Une vingtaine de militants pour le climat ont occupé la succursale lausannoise d’UBS, le 14 janvier 2020, pour demander la sortie des énergies fossiles. 

Le Ministère public vaudois a été désavoué dans son appel contre les activistes du climat qui avaient répandu du charbon dans une succursale d’UBS début 2020.

«Je suis tellement soulagée. J’avais peur du casier judiciaire.» La tension a laissé place au sourire sur le visage de la jeune militante du climat, à l’issue de l’audience publique au Tribunal fédéral sur le droit ou non du Ministère public de recourir en matière pénale. Ce dernier ayant été désavoué au niveau cantonal. «Cela montre une fois de plus comment le Ministère public fait des procès climatiques une affaire personnelle, alors même qu’UBS n’a pas fait opposition à la suite d’un vice de forme au moment du dépôt de la plainte», souligne-t-elle. 

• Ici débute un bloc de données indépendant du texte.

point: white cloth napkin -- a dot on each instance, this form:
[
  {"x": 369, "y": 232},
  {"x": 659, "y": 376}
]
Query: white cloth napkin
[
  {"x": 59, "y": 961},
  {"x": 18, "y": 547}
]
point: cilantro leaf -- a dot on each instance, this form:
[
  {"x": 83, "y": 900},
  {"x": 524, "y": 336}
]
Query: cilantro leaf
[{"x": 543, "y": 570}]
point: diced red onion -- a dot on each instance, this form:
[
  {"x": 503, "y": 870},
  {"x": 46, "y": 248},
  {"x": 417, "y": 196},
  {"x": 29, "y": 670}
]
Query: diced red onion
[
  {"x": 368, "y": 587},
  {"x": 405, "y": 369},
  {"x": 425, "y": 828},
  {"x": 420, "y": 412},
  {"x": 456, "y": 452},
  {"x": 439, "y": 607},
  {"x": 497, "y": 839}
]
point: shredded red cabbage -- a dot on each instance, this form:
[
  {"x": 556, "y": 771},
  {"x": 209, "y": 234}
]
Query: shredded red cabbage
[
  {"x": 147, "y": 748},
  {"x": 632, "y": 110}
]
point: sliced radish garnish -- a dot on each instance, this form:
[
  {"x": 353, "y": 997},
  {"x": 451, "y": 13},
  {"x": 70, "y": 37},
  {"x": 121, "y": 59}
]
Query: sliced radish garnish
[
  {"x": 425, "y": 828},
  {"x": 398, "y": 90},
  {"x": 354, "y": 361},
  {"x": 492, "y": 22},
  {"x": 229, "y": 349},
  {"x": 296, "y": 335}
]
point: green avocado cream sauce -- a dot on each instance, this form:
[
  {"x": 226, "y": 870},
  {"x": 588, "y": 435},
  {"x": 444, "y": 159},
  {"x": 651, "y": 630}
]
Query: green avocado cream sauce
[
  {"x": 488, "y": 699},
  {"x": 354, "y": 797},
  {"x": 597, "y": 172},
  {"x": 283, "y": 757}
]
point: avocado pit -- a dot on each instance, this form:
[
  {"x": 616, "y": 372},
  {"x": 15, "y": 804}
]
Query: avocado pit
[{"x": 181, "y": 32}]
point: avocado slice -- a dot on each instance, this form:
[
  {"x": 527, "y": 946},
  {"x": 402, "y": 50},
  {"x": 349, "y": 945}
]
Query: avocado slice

Pour mémoire, il y a presque cinq ans, une vingtaine de militants de la Grève du climat Vaud s’était installés pacifiquement dans le hall de marbre blanc d’UBS avec des sacs de charbon. Une action hautement symbolique pour rappeler que la place financière suisse produisait vingt fois plus d’émissions de gaz à effet de serre que la Suisse, et cela alors que les portefeuilles gérés dans notre pays soutenaient un réchauffement climatique de 4 à 6 degrés en plus (selon des chiffres de l’Office fédéral de l’environnement). Une situation qui n’a guère évolué depuis…

Clivage entre les juges

En ce 21 novembre, quelques avocats des sept activistes, ayant fait opposition aux ordonnances pénales pour violation de domicile et dommages à la propriété, sont présents dans la salle du Tribunal fédéral. Face à eux, et aux nombreux auditeurs dont une majorité d’étudiants, cinq juges se positionnent à tour de rôle sur le droit de recours en matière pénale au niveau fédéral du Ministère public. Aucune mention du climat ou de désobéissance civile n’est faite.

Les deux juges romands et le juge tessinois concluent que la qualité de recourir ne peut être qu’octroyée au plaignant, soit UBS, aucun intérêt public n’étant en jeu. La plainte doit être personnelle et intransmissible. Or, la banque n’a pas fait appel en son nom. Autre lecture de la loi par les deux juges suisses-alémaniques: le Ministère peut contester l’invalidité de la plainte au niveau fédéral comme au niveau cantonal.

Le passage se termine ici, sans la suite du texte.